The DIRTTbag took us on a tour of the facility, and back into a manufacturing area. I soon learned what DIRTT does - they have invented this engineering software called ICE that lets them precisely design pre-fab office interiors down to every single screw. The company was founded to solve a problem - the high levels of waste that are an accepted result of a construction site. The precision of the technology, as well as a mandate to use sustainable building materials, let DIRTT be a leader in environmentally-friendly manufacturing.
DIRTT is an acronym. It stands for Doing It Right This Time. A combination of technology, innovation, and a problem that needed solving created fertile ground for something new. After the tour of the manufacturing process, the DIRTTbag took us through the open offices (stopping to pet some of the employees dogs on the way) and into the on-site gourmet cafe for lunch. We talked over lunch about the company. It was clear that though the atmosphere was really informal and the employees clearly had a lot of fun at work, the company had high standards about their product and the service they provided. In other words, certain pieces of the workplace were super tight, while the things that didn't really matter were kept pretty loose. And actually, the things that you'd think wouldn't matter that much - a $2 chef-prepared lunch, dog races in the hallways, a place where EVERYONE dresses up for Halloween or Ugly Holiday Sweater Day - actually matter quite a lot. Because they are the things that make people feel like they are important and significant to the company. And because of this, the people care about the company right back.

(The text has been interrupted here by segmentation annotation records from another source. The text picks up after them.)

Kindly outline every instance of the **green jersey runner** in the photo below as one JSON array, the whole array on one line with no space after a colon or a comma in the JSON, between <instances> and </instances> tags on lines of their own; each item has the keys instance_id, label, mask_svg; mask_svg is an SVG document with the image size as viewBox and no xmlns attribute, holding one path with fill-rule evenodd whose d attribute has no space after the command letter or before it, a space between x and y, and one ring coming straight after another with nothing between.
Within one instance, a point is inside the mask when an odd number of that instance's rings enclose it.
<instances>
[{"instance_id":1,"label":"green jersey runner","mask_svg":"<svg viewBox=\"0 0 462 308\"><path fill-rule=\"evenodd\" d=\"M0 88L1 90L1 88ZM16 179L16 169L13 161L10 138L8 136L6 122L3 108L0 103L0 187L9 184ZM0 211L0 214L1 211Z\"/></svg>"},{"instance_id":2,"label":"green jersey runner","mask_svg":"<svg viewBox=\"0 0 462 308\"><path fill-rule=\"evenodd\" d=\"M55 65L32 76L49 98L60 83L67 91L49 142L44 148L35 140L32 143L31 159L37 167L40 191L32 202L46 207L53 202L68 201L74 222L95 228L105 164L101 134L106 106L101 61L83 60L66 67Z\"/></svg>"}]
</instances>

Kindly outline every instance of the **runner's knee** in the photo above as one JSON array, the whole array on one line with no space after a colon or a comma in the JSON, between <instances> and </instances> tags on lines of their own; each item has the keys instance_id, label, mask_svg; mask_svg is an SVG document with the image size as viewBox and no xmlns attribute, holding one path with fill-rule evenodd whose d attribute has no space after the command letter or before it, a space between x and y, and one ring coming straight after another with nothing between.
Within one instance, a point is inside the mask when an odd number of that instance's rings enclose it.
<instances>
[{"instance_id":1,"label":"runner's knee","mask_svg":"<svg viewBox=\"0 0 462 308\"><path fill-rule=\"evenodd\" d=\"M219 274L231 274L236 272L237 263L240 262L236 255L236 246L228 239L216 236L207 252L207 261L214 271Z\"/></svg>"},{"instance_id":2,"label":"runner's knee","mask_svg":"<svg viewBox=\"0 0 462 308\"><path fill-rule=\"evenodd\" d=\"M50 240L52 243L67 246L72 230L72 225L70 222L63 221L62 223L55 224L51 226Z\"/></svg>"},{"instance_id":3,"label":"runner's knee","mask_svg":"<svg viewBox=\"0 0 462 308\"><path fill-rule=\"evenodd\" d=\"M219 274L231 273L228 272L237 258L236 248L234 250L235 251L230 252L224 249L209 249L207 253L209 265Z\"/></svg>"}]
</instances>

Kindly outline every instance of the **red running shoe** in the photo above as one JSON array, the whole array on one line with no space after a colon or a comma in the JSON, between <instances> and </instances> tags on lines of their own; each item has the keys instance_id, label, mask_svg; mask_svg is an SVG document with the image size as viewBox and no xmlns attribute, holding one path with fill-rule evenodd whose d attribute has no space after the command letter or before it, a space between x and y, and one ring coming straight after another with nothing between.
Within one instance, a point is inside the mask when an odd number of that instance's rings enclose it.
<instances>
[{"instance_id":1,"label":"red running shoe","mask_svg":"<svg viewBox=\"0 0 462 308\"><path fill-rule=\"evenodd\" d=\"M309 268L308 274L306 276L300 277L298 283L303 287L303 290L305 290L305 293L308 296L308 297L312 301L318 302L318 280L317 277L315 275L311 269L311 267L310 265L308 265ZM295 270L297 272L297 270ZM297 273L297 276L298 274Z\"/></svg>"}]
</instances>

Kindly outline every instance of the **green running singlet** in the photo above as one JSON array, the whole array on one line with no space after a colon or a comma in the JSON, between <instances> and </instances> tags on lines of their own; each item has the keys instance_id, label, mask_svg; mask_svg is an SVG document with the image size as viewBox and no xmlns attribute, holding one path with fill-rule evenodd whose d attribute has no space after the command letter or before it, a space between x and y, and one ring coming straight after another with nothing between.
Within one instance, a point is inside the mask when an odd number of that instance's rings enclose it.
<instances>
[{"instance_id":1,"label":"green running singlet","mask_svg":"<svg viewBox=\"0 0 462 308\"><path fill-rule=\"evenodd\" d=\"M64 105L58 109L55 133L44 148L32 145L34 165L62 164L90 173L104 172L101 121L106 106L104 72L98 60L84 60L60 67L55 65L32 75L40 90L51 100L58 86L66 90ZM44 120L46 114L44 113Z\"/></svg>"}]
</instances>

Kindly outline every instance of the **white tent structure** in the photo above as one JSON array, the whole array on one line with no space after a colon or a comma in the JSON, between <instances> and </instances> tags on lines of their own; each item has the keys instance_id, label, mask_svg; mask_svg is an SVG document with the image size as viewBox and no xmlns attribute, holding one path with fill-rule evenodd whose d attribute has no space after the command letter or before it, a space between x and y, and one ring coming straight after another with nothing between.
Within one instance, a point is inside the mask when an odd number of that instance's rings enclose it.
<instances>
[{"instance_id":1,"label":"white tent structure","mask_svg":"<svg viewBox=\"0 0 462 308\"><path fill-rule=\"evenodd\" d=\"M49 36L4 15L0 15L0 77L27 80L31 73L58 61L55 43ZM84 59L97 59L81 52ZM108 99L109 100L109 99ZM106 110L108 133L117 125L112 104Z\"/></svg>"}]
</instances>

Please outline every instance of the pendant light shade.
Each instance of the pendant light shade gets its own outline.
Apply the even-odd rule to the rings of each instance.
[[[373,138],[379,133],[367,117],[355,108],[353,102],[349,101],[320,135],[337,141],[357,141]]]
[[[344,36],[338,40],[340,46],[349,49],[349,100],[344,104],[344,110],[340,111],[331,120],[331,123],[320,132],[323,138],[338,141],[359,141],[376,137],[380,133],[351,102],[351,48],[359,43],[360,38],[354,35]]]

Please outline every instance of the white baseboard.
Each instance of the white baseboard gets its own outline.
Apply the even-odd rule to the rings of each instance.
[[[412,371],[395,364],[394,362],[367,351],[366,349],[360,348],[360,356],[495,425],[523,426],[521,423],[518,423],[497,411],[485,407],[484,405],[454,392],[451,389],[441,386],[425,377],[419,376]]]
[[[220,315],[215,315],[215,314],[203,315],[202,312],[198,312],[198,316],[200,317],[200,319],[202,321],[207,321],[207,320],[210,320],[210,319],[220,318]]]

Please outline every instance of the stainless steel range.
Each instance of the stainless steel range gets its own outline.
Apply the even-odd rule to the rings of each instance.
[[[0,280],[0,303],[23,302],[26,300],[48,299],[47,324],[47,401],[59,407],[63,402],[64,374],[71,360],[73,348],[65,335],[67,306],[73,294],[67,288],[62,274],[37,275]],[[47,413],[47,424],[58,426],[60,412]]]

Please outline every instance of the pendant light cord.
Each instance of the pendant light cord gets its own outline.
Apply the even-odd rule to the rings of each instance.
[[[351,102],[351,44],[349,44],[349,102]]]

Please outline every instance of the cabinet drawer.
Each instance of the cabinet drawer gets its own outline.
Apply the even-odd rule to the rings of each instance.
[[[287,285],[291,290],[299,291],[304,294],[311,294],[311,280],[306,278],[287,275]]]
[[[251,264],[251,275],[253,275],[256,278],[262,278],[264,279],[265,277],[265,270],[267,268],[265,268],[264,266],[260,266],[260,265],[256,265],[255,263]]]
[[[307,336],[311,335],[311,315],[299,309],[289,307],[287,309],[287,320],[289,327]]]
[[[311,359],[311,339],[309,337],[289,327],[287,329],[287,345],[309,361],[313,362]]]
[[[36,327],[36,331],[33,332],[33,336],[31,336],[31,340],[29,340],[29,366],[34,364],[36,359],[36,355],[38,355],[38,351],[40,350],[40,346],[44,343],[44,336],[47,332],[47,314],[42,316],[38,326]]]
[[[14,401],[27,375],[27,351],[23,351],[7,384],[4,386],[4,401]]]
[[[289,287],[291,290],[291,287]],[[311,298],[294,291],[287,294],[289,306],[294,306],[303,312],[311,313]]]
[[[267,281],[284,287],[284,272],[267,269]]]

What stood out most to me is that DIRTT was really putting thought to form. Often in business (and in education), we talk about our values as an abstract thing. Businesses say they put clients first, or care about the community. But other than a bored "Good morning, what drink can I get started for you?" or sponsoring some kids' soccer team, not much of these spoken values translate into practice. DIRTT really does. The organization, structures, and even choices they make in terms of space SHOW their values of community, customer service, and environmental stewardship. There's a lot to be learned here about education, and especially about character education.